At present, SAR images from same source are widely used in the field of sea ice drift tracking. Due to the longer revisit time of homologous spaceborne satellites, only an average velocity can be determined. For longer time intervals, velocities due to short-duration events such as storms are lost. Synthetic Aperture Radar (SAR) images from different sources make it easy to construct image sequences with short time intervals.

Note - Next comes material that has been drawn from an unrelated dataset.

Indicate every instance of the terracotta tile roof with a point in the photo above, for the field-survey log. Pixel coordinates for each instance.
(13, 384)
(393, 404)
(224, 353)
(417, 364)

However, the resolution and noise level between non-homologous SAR image pairs often differ greatly. When there is a relatively large resolution difference between image pairs, the areal features between image pairs are very different, which increases the difficulty of feature registration. In this paper, a super-resolution reconstruction method is proposed to solve the problem of resolution difference between image pairs for sea ice drift. This method can significantly improve the quality of feature registration of image pairs from different SAR sensors. We demonstrate through several examples the effectiveness of the method in feature matching of large resolution difference images from different SAR sensors.
海冰漂移跟踪的大分辨率差非同源SAR图像对特征配准
目前,同源SAR图像被广泛应用于海冰漂移跟踪领域。由于同类星载卫星重访时间较长,只能确定平均速度。在较长的时间间隔内,由于短时间事件(如风暴)造成的速度会丢失。不同来源的合成孔径雷达(SAR)图像便于构建时间间隔较短的图像序列。然而,非同源SAR图像对之间的分辨率和噪声水平往往相差很大。当图像对之间的分辨率差异较大时,图像对之间的面特征差异很大,这增加了特征配准的难度。针对海冰漂移图像对分辨率差异问题,提出了一种超分辨率重建方法。该方法可以显著提高不同SAR传感器图像对的特征配准质量。通过实例验证了该方法在不同SAR传感器大分辨率差分图像特征匹配中的有效性。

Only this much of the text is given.